Hoy ha salido el sol y el parque, tras varios días de lluvia incesante e incómoda, es un hervidero de vida. Decenas de niños corretean por doquier con ese zumbido típico del júbilo infantil desenfrenado. Las madres forman corros donde se mezclan a partes iguales alabanzas y críticas feroces sobre temas un tanto banales. Algunos padres aislados comentan la última cagada de Alonso en el gran premio de Canadá. En los bancos más aislados, huyendo un poco del barullo, los jubilados se ponen al día tras varios de incomunicación forzosa. Otros niños algo más mayores juegan a fútbol usando de portería las persianas metálicas de los bajos, para perpetuo escarnio de los vecinos de las primeras plantas. Gente paseando a sus perros, bicicletas, niñas con sus patines, pequeños exploradores en busca de hormigueros entre el césped… La estampa feliz de un día cualquiera, en cualquier parque, a cualquier hora de un día soleado.

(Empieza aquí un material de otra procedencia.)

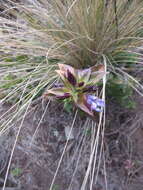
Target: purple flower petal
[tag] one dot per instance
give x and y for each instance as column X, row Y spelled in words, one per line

De repente, se escucha un grito de aviso proveniente de los niños mayores que juegan a fútbol. Todos en el parque giran sus cabezas hacía allí. Un balón se dirige a una velocidad infernal hacia el banco donde se calientan al sol plácidamente los jubilados. El tiempo parece ralentizarse y los hechos son percibidos en cámara lenta. Los ancianos, enfrascados en acaloradas discusiones sobre la subida del precio del pan de molde, parecen no percatarse del inminente impacto mientras que a su alrededor, fotograma a fotograma, las mujeres se echan las manos a la cabeza.

Cuando el endemoniado esférico está a escasos centímetros del grupo de ancianos, el que está más próximo reacciona en décimas de segundo y levantándose ágilmente de un salto para el balón con el pecho y luego le da unos toquecitos con las rodillas y lo vuelve a elevar en el aire sobre sus cabezas, el segundo anciano, que está a su lado, suelta el andador y doblando su espalda cual contorsionista de circo, amortigua el balón entre su cuello y su omoplatos unos segundos, luego lo deja deslizarse lentamente por su espalda y le da un taconazo volviéndolo a elevar en el cielo azul hasta que el último anciano, impulsándose enérgicamente con su pie derecho sobre el banco, se eleva unos tres metros sobre el suelo y girando sobre sí mismo 360º, realiza una espectacular chilena golpeando certeramente el balón y empotrándolo en la portería metálica, ante la mirada atónita de los jóvenes futboleros.

Los ancianos retoman su discusión como si nada y las madres y los niños prosiguen con sus críticas y sus juegos. La estampa feliz de un día cualquiera, en cualquier parque, a cualquier hora de un día soleado.